The November term is fixed by act of congress to begin on the-second Monday of that month. In 1900 it began on November 12th. The order entered at the October term', permitting the motion for new trial to be filed by November 15th, and the fact that such motion was not disposed of at the October term, caused it to go over as unfinished business to the November term, carrying over the cause and the parties. Such would have been its effect had judgment been entered at the October term upon the verdict. But no judgment in the cause was entered at that term, and the cause necessarily, and irrespective of the pending motion for new trial, passed over to the November term for the entry of judgment, and any other action that might be taken in the case.

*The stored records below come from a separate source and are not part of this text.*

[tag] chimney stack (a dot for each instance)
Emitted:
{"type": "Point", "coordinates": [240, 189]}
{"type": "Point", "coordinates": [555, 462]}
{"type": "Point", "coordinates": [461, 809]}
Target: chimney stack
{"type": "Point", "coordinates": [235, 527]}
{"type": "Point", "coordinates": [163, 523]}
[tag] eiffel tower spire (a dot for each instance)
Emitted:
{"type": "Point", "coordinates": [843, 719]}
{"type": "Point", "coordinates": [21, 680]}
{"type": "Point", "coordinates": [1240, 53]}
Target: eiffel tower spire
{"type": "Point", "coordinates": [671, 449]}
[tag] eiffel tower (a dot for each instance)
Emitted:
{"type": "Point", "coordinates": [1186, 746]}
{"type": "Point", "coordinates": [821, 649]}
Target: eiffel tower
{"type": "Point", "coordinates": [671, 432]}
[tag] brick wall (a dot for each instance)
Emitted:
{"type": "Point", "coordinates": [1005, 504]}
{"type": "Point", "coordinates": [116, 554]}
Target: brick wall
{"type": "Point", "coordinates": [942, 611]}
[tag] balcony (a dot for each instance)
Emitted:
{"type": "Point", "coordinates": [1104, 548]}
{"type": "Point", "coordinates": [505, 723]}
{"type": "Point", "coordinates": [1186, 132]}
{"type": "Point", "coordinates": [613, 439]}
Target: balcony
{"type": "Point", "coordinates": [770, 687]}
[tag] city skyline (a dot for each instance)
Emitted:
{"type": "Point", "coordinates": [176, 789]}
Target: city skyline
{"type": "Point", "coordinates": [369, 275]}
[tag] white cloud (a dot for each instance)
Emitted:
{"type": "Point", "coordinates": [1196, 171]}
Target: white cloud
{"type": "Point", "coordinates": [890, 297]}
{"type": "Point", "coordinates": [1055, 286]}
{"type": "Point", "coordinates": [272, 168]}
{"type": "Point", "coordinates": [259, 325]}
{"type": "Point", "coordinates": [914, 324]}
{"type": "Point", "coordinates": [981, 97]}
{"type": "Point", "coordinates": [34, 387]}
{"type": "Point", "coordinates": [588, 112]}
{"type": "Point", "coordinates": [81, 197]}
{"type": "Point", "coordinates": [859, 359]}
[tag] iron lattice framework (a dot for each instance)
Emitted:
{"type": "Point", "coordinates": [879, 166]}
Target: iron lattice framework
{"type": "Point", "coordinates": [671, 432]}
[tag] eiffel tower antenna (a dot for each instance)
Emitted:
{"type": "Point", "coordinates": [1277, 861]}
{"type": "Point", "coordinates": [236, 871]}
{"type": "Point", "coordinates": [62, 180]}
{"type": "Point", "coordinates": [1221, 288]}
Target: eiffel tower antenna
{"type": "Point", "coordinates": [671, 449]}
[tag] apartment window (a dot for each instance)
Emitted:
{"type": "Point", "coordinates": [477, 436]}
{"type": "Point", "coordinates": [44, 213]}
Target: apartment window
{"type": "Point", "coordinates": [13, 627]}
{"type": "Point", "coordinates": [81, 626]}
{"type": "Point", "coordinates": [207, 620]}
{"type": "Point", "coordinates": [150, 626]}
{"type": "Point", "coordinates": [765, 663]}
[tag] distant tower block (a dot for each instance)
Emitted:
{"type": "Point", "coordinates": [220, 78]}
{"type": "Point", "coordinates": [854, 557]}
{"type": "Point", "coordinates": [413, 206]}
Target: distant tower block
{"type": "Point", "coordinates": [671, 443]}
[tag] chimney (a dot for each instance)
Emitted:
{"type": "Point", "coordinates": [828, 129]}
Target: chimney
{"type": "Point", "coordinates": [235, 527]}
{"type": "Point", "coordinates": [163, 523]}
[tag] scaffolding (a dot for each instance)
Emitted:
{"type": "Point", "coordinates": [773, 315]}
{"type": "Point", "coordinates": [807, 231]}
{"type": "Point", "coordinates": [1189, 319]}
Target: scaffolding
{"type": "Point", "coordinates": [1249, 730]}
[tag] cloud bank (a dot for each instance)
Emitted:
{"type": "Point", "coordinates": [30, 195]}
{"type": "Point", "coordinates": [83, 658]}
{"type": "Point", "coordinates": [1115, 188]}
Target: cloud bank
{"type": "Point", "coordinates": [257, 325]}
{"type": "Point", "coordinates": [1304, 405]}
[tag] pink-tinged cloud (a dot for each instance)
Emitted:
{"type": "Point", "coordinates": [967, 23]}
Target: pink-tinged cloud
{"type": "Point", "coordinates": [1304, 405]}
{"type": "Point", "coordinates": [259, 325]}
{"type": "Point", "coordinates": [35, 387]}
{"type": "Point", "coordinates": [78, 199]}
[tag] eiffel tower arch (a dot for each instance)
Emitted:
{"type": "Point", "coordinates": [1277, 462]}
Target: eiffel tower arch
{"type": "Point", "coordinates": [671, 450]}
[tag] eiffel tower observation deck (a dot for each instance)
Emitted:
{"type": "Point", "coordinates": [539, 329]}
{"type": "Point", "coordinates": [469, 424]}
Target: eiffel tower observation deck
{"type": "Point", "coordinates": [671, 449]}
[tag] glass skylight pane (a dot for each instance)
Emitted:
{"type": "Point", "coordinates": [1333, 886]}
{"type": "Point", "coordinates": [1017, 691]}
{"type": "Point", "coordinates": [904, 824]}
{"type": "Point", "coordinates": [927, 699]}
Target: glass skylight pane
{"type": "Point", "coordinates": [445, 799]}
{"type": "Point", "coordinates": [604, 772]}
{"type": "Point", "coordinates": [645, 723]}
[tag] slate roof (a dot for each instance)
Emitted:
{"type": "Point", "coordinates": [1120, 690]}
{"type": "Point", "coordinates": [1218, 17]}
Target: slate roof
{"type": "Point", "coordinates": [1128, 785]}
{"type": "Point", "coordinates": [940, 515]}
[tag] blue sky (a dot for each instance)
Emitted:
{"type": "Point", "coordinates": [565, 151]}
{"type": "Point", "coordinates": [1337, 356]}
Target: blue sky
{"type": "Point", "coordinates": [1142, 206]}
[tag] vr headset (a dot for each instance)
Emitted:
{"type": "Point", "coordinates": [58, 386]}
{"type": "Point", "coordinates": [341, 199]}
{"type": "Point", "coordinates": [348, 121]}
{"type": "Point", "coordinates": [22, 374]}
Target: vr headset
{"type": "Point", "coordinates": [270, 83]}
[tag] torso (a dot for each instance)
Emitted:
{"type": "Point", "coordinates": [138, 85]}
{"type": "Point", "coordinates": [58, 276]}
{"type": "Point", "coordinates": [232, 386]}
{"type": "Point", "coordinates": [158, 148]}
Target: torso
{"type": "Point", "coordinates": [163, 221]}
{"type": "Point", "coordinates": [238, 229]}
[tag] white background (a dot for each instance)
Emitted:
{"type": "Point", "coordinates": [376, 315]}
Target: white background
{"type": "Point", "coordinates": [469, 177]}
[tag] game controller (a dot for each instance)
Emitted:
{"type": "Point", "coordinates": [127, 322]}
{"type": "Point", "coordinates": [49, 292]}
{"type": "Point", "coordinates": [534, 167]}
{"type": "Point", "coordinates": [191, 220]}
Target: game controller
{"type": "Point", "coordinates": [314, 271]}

*233The order granting a new trial, as entered of record in this case, shows upon its face that it was made “at the November, A. D. 1900, term of said court, and on the 12th day of April, 1901.” Counsel for plaintiffs in error argue that April 12, 1901, could not have been in the November, 1900, term because a term fixed by statute to be held at another place in the district on the third Monday in January would intervene. But, if the business of the November term made such course desirable, that term might have been continued to a date beyond the January term. This court will not presume that the circuit court has committed errors not made to appear, nor that it has falsified its records. The court having at the proper time allowed the motion for new trial to be filed, it would pass from term to term as unfinished business in the cause, until disposed of. It is unnecessary to consider the effect of plaintiffs’ participation in the subsequent trials.

The judgment is affirmed.

1. See Appeal and Error, vol. 2, Cent. Dig. §§ 477, 588; vol: 3, Cent. Dig. 3862/3864.